All these things – teachers, teachings, sacred places, practices such as ritual and meditation – have as their purpose the creation and maintenance of gateways so that there can be traffic, commerce, connection – a flow – between the worlds. And in this period of instability, they take on an increasing importance as anchor points that can help to stabilise us by anchoring us in Spirit.

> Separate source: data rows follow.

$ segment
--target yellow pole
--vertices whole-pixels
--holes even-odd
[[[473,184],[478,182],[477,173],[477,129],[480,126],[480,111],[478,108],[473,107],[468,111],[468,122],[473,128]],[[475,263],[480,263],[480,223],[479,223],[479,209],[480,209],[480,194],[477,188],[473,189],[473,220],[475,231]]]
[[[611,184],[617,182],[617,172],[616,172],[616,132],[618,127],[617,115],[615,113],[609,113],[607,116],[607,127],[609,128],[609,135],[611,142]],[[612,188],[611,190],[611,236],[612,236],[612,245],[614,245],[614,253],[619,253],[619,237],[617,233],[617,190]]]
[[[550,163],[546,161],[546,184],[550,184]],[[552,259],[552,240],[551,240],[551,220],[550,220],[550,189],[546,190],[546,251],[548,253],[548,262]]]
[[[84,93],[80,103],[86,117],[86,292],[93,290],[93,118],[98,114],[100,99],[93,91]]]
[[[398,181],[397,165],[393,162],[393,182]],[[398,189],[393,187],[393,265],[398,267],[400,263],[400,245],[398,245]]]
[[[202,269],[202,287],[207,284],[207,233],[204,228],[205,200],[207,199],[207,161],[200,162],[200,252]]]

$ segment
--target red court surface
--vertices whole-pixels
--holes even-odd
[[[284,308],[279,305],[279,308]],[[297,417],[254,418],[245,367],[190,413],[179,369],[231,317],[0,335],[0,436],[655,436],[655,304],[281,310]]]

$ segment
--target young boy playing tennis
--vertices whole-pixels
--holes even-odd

3 Responses to “Tea with A Druid 125: Finding the Doors”

  1. I like the idea of looking at ourselves ‘bifocally’. In my 46 years on the planet I have never once been able to maintain any emotional or mental state for any great length of time. As soon as I think I’m on the right track, something changes and I fall off the horse, as it were. We are broken and whole all at once, just as you say. Of course, once we get past about 40, our actual eyes start to fail and we get to experience literally seeing ourselves bifocally. I look so young and perfect until I put my glasses on and see the effects of age on my face.
    I had to look twice at the image of the tree to figure out what exactly I was looking at. A portal to the fairy house? Super.

    • I’m not sure if that’s a portal or a silhouette of a garden figure like one my grandmother had in Illinois in the 1940s of a girl wearing a sunbonnet that in profile stood out around her face, so her face was not visible. It really looks like it, but somehow … not entirely .. So I remain puzzled!